Now that we have the LSTM layer implementation (`add_lstm_layer`), let's proceed to build the TensorRT `INetworkDefinition`.
This involves defining the network structure by:
1. Adding the input tensor using `network.add_input`.
2. Adding the LSTM layer using our custom `add_lstm_layer` function.
3. Marking the LSTM layer's output tensor as the network's final output.

In [None]:
builder = trt.Builder(TRT_LOGGER)
network = builder.create_network()

# === Network Definition ===
# Shape: [seq_len, batch_size, input_size] -> e.g., [5, 1, 1]
input_tensor = network.add_input(name='input', dtype=trt.float32, shape=(seq_len, batch_size, input_size))

# --- Add SINGLE LSTM Layer ---
lstm_output = add_lstm_layer(network=network,
                                input_sequence=input_tensor,
                                hidden_size=hidden_size,
                                seq_len=seq_len,
                                weight_W=np_weight_W, 
                                weight_U=np_weight_U, 
                                bias=np_bias) 
# lstm_output shape: [seq_len, batch_size, hidden_size] -> e.g., [5, 1, 2]

# --- Mark Output ---
lstm_output.name = 'hidden_state_sequence'
network.mark_output(lstm_output)

## Step 3: Build the Engine

Now that we have defined the network (`INetworkDefinition`), the next step is to build the optimized TensorRT engine. This process involves using the `trt.Builder` along with an `trt.BuilderConfig` object to specify how the engine should be built.

The `IBuilderConfig` allows you to control various aspects of the build process, such as:
*   Setting memory constraints (e.g., workspace size using `set_memory_pool_limit`).
*   Setting builder flags to control optimization strategies and compatibility.

Once the network and configuration are ready, the `builder.build_serialized_network(network, config)` method is called to produce the serialized engine, which can then be saved to a file or used directly.


## (Optional) Defining a Progress Monitor
Building a TensorRT engine can sometimes take a while, especially for complex models. Don't worry if the build seems long! TensorRT offers a helpful tool called `IProgressMonitor`. This interface lets you track the build process step-by-step, making it easier to monitor progress and even debug if needed. 

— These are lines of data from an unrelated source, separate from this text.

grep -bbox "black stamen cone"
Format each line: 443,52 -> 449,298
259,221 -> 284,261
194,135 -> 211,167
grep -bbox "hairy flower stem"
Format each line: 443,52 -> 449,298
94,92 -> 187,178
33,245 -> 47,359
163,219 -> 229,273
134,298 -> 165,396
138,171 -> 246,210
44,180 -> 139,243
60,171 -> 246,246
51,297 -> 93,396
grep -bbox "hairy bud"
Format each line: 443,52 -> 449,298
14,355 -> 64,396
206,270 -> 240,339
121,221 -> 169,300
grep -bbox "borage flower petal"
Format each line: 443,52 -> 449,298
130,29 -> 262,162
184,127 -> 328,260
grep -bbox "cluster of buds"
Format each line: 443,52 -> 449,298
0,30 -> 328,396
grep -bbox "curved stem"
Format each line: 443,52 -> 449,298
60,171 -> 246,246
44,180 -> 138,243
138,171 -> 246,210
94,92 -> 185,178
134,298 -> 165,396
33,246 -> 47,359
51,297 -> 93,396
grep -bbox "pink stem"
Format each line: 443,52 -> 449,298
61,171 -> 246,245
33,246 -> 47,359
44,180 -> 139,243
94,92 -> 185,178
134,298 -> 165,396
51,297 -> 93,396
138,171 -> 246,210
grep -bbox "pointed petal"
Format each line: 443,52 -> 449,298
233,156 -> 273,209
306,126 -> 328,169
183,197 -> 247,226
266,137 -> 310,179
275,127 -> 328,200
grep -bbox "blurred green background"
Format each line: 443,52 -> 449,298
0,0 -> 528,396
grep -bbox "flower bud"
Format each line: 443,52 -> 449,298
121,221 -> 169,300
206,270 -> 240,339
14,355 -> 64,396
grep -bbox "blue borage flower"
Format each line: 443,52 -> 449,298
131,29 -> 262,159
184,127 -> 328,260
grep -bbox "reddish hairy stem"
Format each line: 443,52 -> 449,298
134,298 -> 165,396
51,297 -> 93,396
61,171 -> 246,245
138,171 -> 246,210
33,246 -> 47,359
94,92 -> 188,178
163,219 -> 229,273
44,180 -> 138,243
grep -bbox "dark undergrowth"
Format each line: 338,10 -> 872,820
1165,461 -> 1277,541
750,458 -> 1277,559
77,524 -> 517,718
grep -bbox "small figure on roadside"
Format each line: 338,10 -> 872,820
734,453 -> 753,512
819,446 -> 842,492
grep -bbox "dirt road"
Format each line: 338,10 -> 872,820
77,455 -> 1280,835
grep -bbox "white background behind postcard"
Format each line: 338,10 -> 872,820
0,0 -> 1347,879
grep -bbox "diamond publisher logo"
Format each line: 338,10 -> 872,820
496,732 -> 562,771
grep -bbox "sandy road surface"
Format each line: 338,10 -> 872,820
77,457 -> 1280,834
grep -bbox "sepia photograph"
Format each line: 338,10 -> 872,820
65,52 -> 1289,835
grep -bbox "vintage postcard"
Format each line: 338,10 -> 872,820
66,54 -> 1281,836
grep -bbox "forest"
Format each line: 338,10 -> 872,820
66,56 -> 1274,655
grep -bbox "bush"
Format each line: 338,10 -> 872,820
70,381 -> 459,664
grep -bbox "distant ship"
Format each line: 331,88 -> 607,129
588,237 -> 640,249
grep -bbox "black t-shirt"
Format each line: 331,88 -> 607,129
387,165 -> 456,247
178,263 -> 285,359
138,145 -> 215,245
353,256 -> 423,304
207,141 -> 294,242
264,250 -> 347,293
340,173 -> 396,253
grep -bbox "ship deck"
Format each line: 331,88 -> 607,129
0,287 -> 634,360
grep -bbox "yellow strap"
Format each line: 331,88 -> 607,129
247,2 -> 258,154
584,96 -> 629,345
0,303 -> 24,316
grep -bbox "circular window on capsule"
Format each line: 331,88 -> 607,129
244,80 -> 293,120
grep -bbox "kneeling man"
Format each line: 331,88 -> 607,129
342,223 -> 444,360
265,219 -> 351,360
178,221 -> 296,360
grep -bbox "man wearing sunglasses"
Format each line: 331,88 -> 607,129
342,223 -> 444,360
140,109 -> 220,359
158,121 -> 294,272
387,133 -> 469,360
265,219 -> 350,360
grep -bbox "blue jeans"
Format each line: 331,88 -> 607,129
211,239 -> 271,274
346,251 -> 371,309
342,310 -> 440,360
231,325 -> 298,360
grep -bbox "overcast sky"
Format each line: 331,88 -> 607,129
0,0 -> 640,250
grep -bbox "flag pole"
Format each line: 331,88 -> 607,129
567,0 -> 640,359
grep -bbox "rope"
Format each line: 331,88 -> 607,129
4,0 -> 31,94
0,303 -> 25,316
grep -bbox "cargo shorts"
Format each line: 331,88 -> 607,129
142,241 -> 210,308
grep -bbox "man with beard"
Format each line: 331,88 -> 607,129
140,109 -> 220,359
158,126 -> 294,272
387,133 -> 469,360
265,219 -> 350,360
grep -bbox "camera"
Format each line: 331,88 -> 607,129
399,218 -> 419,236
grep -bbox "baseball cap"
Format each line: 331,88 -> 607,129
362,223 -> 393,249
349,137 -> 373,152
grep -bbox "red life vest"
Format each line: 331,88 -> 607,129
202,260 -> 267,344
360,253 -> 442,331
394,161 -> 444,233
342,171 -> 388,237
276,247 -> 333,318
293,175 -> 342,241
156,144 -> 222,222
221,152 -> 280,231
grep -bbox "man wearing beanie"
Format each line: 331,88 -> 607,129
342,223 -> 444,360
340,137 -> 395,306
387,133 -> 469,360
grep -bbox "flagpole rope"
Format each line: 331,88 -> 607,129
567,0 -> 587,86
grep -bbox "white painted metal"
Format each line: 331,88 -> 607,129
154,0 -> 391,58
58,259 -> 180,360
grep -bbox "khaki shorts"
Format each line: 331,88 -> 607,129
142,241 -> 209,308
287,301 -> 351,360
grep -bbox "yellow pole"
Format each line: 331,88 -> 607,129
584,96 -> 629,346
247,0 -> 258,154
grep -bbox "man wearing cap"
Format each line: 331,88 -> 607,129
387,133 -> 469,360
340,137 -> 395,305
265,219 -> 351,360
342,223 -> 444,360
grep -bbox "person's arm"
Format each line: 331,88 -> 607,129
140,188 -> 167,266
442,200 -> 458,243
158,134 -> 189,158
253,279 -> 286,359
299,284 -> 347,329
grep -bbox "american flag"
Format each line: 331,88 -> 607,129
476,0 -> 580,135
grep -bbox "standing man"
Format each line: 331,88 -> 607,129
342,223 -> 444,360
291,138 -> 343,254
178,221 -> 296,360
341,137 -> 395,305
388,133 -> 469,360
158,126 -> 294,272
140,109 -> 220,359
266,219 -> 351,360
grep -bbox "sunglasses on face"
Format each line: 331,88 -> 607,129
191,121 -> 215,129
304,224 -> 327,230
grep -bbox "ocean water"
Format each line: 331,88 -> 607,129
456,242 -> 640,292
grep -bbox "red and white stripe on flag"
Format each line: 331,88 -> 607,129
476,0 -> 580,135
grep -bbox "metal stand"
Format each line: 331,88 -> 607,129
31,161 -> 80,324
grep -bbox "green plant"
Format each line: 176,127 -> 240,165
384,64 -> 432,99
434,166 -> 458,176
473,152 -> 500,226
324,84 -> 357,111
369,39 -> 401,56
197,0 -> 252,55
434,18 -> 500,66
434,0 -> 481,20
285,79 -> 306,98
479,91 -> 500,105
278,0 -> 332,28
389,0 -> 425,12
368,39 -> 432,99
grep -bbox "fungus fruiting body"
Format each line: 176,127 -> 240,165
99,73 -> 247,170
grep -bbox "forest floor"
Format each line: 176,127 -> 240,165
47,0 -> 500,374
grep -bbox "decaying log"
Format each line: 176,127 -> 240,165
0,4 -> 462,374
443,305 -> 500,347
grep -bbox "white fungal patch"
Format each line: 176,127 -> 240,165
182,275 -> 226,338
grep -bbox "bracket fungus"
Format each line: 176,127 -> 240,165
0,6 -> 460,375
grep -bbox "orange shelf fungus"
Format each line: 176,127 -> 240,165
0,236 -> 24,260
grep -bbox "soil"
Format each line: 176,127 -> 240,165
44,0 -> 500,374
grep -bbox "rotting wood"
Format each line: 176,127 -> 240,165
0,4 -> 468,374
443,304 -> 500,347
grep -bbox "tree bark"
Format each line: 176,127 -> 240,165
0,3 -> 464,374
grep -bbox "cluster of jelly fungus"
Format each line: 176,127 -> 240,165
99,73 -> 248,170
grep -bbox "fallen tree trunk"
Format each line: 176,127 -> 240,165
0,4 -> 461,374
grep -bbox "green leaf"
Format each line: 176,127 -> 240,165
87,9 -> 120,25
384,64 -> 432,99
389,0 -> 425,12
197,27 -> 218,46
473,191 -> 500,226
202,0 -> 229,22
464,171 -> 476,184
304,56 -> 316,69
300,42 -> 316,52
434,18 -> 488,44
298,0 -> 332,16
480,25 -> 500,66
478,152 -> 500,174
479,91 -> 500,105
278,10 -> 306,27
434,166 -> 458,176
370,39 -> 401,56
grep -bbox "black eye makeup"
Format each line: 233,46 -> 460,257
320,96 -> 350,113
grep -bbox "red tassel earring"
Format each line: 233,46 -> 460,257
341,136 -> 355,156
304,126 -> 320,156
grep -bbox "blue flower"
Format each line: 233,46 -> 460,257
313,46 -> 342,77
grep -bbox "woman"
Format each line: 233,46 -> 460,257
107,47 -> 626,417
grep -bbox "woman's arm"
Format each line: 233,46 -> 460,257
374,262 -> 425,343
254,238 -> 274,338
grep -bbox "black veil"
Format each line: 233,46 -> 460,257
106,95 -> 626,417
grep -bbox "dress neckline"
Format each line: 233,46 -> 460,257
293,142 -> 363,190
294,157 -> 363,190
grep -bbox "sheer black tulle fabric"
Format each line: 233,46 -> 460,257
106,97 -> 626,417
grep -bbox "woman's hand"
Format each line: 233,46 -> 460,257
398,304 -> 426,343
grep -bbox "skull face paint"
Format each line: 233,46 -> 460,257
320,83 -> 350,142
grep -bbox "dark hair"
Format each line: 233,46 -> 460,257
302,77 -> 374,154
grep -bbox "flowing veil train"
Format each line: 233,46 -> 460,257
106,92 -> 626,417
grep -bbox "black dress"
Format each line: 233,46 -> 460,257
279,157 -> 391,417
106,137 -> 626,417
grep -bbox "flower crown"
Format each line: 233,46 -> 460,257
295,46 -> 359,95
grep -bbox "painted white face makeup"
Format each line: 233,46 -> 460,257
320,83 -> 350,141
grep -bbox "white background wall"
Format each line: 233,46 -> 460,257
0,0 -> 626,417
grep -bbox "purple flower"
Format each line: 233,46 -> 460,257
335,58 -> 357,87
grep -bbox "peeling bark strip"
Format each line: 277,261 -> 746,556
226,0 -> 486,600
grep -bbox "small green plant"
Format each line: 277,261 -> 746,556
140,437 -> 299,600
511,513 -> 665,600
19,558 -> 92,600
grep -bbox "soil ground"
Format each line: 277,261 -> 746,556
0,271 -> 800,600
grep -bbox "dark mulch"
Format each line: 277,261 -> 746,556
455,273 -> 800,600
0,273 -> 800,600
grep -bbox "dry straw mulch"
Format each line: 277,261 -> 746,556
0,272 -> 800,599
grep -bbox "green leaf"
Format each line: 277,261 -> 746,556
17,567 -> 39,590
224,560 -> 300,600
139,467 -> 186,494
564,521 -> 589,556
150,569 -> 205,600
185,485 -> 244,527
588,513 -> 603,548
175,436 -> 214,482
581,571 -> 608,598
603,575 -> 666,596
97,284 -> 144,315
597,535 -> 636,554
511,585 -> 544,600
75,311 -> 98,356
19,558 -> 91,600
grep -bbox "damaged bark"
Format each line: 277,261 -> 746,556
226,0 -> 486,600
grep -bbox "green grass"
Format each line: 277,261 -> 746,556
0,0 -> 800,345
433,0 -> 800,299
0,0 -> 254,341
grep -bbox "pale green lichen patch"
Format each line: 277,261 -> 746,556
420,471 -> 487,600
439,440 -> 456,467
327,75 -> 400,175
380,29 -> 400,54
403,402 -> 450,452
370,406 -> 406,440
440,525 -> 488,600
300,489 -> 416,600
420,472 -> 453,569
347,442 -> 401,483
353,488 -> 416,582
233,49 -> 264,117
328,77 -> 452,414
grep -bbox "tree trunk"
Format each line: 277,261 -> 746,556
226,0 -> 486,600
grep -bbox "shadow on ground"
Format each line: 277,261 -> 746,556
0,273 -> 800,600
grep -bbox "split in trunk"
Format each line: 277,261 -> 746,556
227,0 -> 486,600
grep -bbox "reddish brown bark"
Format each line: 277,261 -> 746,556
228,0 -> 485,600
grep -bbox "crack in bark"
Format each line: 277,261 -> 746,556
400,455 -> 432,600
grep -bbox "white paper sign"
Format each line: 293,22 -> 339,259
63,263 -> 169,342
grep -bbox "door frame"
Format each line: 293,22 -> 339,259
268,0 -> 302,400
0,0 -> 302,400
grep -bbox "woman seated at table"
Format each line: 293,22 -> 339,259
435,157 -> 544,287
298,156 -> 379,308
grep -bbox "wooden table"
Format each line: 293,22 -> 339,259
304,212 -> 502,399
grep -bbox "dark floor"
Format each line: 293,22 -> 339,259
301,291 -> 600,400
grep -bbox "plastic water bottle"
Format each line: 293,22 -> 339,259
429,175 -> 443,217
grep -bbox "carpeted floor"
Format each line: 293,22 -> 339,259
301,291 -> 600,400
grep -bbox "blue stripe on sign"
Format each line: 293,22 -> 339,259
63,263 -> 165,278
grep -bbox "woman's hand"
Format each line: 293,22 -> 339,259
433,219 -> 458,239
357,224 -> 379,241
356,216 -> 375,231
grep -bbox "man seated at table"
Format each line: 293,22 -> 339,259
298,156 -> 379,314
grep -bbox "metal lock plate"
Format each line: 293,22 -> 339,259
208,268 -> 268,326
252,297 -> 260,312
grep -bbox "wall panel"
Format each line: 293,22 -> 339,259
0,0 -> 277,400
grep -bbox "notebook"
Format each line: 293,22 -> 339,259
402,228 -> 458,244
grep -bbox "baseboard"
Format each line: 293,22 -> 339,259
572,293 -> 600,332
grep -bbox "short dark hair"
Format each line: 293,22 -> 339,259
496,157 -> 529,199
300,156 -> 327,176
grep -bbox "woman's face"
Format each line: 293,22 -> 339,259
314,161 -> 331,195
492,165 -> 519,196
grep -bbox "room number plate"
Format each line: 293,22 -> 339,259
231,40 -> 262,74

### Implementing `IProgressMonitor`

To use the progress monitor, inherit from `trt.IProgressMonitor` and override its key methods:

*   `phase_start(self, phase_name, parent_phase, num_steps)`: TensorRT calls this method when it begins a significant phase of the build process (e.g., "Parsing ONNX Model", "Building Engine"). 
    *   `phase_name`: Name of the phase starting.
    *   `parent_phase`: Name of the parent phase, if this is a sub-phase (can be `None`).
    *   `num_steps`: The total number of steps expected for this phase.
*   `step_complete(self, phase_name, step)`: Called after each incremental step within a phase is completed.
    *   `phase_name`: Name of the current phase.
    *   `step`: The index of the step that just finished (0-based).
    *   *Your implementation* usually updates the corresponding progress indicator.
    *   **Crucially, this method must return `True` to allow the build to continue.** Returning `False` or `None` will signal TensorRT to cancel the build.
*   `phase_finish(self, phase_name)`: Called when a phase (and all its steps) is completed.
    *   `phase_name`: Name of the phase that finished.
    *   *Your implementation* typically finalizes and removes the progress indicator for this phase.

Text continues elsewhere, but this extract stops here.